The Committee will determine, in its sole discretion, the method for recouping erroneously awarded Covered Compensation, which may include, without limitation:

a.requiring reimbursement of cash-settled incentive compensation previously paid by the Company;

b.seeking recovery of any Equity Proceeds (as defined below);

c.seeking recovery of some or all vested Company equity (and/or equity-based) awards or cancelling or rescinding some or all unvested Company equity (and/or equity-based) awards;
d.adjusting or withholding from unpaid compensation of the Company or other set-off to the extent permitted by applicable law or regulation; and/or

e.reducing or eliminating future salary increases, incentive compensation, bonuses, awards or severance payable by the Company.

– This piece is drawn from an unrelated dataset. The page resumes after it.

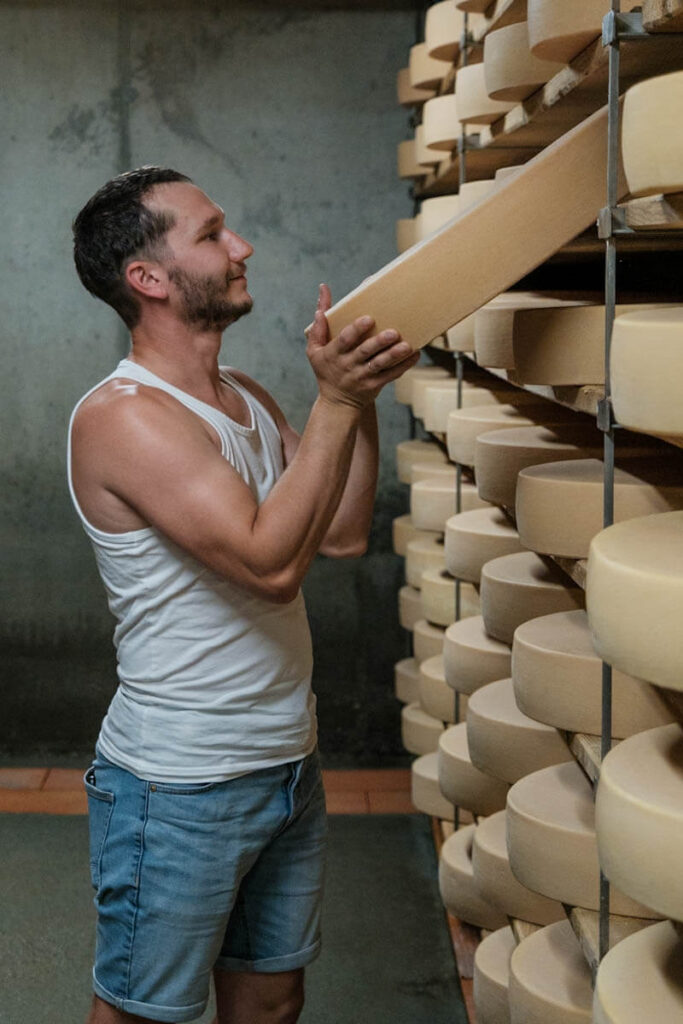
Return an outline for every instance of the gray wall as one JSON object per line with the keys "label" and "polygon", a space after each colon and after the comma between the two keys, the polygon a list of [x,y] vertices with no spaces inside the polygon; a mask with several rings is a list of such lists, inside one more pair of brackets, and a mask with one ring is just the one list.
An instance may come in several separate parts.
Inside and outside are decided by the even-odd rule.
{"label": "gray wall", "polygon": [[[127,9],[131,7],[129,13]],[[111,620],[64,476],[68,416],[127,350],[81,288],[70,221],[118,171],[175,166],[255,245],[252,315],[224,361],[258,377],[301,428],[315,395],[303,327],[319,281],[341,297],[394,256],[410,215],[395,176],[406,117],[395,74],[408,11],[239,4],[0,3],[4,79],[0,279],[0,630],[5,761],[89,751],[115,687]],[[382,481],[370,554],[320,559],[306,585],[328,764],[399,763],[392,666],[405,510],[380,401]]]}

For purposes hereof, “Equity Proceeds” means all proceeds realized by a Covered Executive (i) in connection with the vesting or settlement of restricted stock awards, restricted stock units or other stock-based awards (including, for the avoidance of doubt, any performance awards) made by the Company and (ii) from the sale of shares of Company common stock, in each case previously obtained as incentive compensation from the Company.

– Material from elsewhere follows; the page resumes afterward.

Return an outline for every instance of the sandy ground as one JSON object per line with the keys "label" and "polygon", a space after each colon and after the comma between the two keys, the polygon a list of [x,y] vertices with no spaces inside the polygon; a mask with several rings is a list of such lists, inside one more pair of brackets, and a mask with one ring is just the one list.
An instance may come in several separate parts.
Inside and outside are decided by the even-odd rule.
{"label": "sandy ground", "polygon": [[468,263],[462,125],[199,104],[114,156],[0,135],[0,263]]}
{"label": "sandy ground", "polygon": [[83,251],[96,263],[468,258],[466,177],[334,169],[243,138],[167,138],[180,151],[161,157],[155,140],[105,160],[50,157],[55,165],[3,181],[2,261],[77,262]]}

8.Impracticability Exceptions

The Committee shall not seek recoupment of any erroneously awarded Covered Compensation to the extent it determines that:

a.the direct expense paid to a third party to assist in enforcing this Policy would exceed the amount of erroneously-awarded Covered Compensation to be recovered and the Company has made and documented its reasonable attempt to recover; and/or

b.recovery would likely cause an otherwise tax-qualified retirement plan, under which benefits are broadly available to Company employees, to fail to meet the requirements of Sections 401(a)(13) and 411(a) of the Internal Revenue Code of 1986, as amended, and the regulations thereunder.







9.No Indemnification

The Company shall not indemnify any Covered Executive against the loss of any erroneously awarded Covered Compensation or any Covered Compensation that is recouped pursuant to the terms of this Policy, or any claims relating to the Company’s enforcement of its rights under this Policy.

10.Severability

If any provision of this Policy or the application of any such provision to any Covered Executive shall be adjudicated to be invalid, illegal or unenforceable in any respect, such invalidity, illegality or unenforceability shall not affect any other provisions of this Policy, and the invalid, illegal or unenforceable provisions shall be deemed amended to the minimum extent necessary to render any such provision or application enforceable.

11.Amendments

The Committee may amend, modify or terminate this Policy in whole or in part at any time in its sole discretion and may adopt such rules and procedures that it deems necessary or appropriate to implement this Policy or to comply with applicable laws and regulations.

12.No Impairment of Other Remedies

The remedies under this Policy are in addition to, and not in lieu of, any legal and equitable claims the Company may have or any actions that may be imposed by law enforcement agencies, regulators or other authorities. The Company may adopt additional recoupment provisions in the future or amend existing requirements as required by law or regulation.